Misalnya, dalam Injil Yohanes 17:1 Yesus menengadah ke langit dan berdoa: “Bapa, telah tiba saatnya; permuliakanlah Anak-Mu, supaya Anak-Mu mempermuliakan Engkau.” Berdasarkan logika Pendeta Richmon, maka ayat ini wajib dipahami bahwa Yesus belum memuliakan Tuhan dan sebaliknya Yesus belum dimuliakan Tuhan.
Dalam Injil Matius  6:9 dan Lukas  11:2 Yesus memanjatkan Doa Bapa Kami: “Bapa kami yang di sorga, Dikuduskanlah nama-Mu.” Bila logika teologi Pendeta Richmon diterapkan, maka ayat ini harus dipahami bahwa Tuhan tidak Maha Suci, sehingga harus didoakan umatnya. Apakah Tuhannya Yesus tidak Mahakudus?
Dalam Injil Matius 6:11 Yesus berdoa: “Berikanlah kami pada hari ini makanan kami yang secukupnya.” Berdasarkan logika Pendeta Richmon, maka ayat ini wajib disimpulkan  bahwa seumur hidupnya Yesus dan para muridnya selalu hidup dalam kelaparan (Jawa: kaliren) sehingga harus berdoa minta makan kepada Tuhan tiap pagi.

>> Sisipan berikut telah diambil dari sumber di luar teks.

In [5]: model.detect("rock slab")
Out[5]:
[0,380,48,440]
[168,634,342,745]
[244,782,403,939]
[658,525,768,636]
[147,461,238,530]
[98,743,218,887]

Dalam Injil Matius 6:12 Yesus berdoa: “Ampunilah kami akan kesalahan kami.” Bila umat Kristen memakai logika Pendeta Richmon, maka ayat ini harus dipahami bahwa Yesus dan para muridnya adalah sekelompok pendosa sehingga harus berdoa minta ampun dari kesalahannya!
Dalam Injil Matius 6:13 Yesus berdoa: “Dan janganlah membawa kami ke dalam pencobaan, tetapi lepaskanlah kami dari pada yang jahat.” Jika logika teologi Pendeta Richmon diterapakan, maka ayat ini harus dipahami bahwa Yesus dan para pengikutnya adalah orang-orang yang selalu berkubang dalam percobaan dan kejahatan, sehingga mereka berdoa tiap pagi, minta dilepaskan dari pencobaan dan kejahatan.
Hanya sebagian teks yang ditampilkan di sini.